Stephen looked up and saw her face: ‘Never mind,’ she said sharply, ‘it’s all right, Puddle—forget it!’

But Puddle’s eyes filled with tears, and seeing this, Stephen went to her desk. Sitting down she groped for her manuscript: ‘I’m going to turn you out now, I must work. Don’t wait for me if I’m late for dinner.’

Very humbly Puddle crept out of the study.

CHAPTER 29

1

Soon after the New Year, nine months later, Stephen’s second novel was published. It failed to create the sensation that the first had created, there was something disappointing about it. One critic described this as: ‘A lack of grip,’ and his criticism, on the whole, was a fair one. However, the Press was disposed to be kind, remembering the merits of The Furrow.

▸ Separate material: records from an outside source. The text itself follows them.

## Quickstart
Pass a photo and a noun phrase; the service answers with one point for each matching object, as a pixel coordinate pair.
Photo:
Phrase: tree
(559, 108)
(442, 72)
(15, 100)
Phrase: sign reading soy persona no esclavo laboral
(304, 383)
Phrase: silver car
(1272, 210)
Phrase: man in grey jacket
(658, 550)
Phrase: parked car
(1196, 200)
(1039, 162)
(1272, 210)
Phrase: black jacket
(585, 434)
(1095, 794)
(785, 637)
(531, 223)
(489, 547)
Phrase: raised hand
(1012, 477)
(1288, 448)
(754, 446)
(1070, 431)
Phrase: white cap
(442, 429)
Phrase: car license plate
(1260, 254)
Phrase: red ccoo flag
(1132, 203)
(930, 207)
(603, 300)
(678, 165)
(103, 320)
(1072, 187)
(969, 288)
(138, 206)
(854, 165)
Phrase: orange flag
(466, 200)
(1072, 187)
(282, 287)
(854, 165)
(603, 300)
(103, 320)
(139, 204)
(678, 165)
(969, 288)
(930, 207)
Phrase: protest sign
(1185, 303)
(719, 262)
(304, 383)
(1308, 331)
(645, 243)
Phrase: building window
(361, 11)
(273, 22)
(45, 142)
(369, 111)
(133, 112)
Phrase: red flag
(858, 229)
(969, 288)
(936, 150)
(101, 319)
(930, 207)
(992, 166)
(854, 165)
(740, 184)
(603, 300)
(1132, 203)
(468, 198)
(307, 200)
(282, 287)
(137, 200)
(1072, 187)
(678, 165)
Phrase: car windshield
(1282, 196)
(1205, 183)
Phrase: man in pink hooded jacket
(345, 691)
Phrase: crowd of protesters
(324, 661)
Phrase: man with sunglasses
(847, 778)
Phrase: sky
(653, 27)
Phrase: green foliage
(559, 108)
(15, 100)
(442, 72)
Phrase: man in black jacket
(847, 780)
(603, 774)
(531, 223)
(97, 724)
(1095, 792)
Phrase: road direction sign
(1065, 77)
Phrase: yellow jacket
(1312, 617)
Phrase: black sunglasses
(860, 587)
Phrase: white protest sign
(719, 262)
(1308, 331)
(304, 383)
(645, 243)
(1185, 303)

But the heart of the Author knoweth its own sorrows and is seldom responsive to false consolation, so that when Puddle said: ‘Never mind, Stephen, you can’t expect every book to be The Furrow—and this one is full of literary merit,’ Stephen replied as she turned away: ‘I was writing a novel, my dear, not an essay.’

After this they did not discuss it any more, for what was the use of fruitless discussion? Stephen knew well and Puddle knew also that this book fell far short of its author’s powers. Then suddenly, that spring, Raftery went very lame, and everything else was forgotten.

Raftery was aged, he was now eighteen, so that lameness in him was not easy of healing. His life in a city had tried him sorely, he had missed the light, airy stables of Morton, and the cruel-hard bed that lay under the tan of the Row had jarred his legs badly.

The vet shook his head and looked very grave: ‘He’s an aged horse, you know, and of course in his youth you hunted him pretty freely—it all counts. Every one comes to the end of their tether, Miss Gordon. Yes, at times I’m afraid it is painful.’ Then seeing Stephen’s face: ‘I’m awfully sorry not to give a more cheerful diagnosis.’